I’m getting the following error when I run a simple C++ program with an OpenACC pragma: “call to cuStreamSynchronize returned error 700: Illegal address during kernel execution.”
Here’s the full program:
#include <vector>
void processArray(std::vector<int> &arr) {
int size = arr.size();
#pragma acc parallel loop
for (int i = 0; i < size; i++) {
arr[i] = i;
}
}
int main(void) {
std::vector<int> arr(1);
processArray(arr);
return 0;
}
However, there’s no error if array processing happens inside “main”:
#include <vector>
int main(void) {
std::vector<int> arr(1);
int size = arr.size();
#pragma acc parallel loop
for (int i = 0; i < size; i++) {
arr[i] = i;
}
return 0;
}
Could someone please help me understand what the issue with the former example is?
Compilation command:
pgc++ -acc -ta=tesla:managed main.cpp -o main
GPU: GeForce GTX 1060 6GB
Compiler: pgc++ 18.10-1 64-bit target on x86-64 Linux -tp zen
OS: Ubuntu Linux 18.04.2 LTS (Bionic Beaver)

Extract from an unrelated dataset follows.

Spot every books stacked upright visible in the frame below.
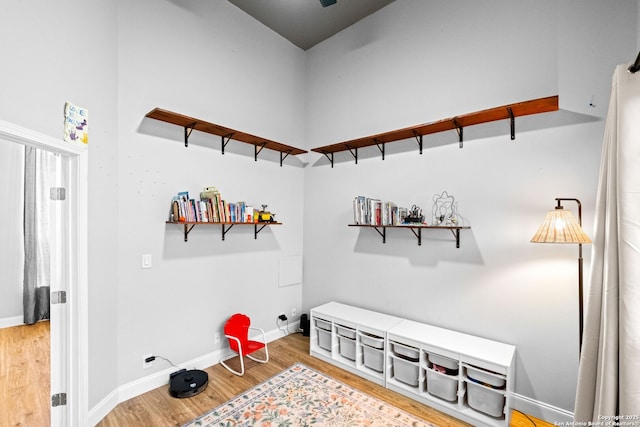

CUDA Unified Memory only manages dynamic data, not static. So while arr’s data will be managed, arr itself isn’t.
In the second working example, the compiler is implicitly copying arr for you. However in the first example arr is a reference so the compiler wont be able to implicitly copy it. The fix is to explicitly copy in arr.
% setenv PGI_ACC_TIME 1
% cat test1.cpp
#include <vector>
void processArray(std::vector<int> &arr) {
int size = arr.size();
#pragma acc parallel loop copyin(arr)
for (int i = 0; i < size; i++) {
arr[i] = i;
}
}
int main(void) {
std::vector<int> arr(1);
processArray(arr);
return 0;
}
% pgc++ -ta=tesla:managed -Minfo=accel test1.cpp; a.out
processArray(std::vector<int, std::allocator<int>> &):
5, Generating copyin(arr[:])
Generating Tesla code
6, #pragma acc loop gang, vector(128) /* blockIdx.x threadIdx.x */
std::vector<int, std::allocator<int>>::operator [](unsigned long):
1, include "vector"
57, include "vector"
7, include "stl_vector.h"
771, Generating implicit acc routine seq
Generating acc routine seq
Generating Tesla code
Accelerator Kernel Timing data
/local/home/colgrove/test1.cpp
_Z12processArrayRSt6vectorIiSaIiEE NVIDIA devicenum=0
time(us): 786
5: compute region reached 1 time
5: kernel launched 1 time
grid: [1] block: [128]
device time(us): total=765 max=765 min=765 avg=765
elapsed time(us): total=832 max=832 min=832 avg=832
5: data region reached 2 times
5: data copyin transfers: 1
device time(us): total=21 max=21 min=21 avg=21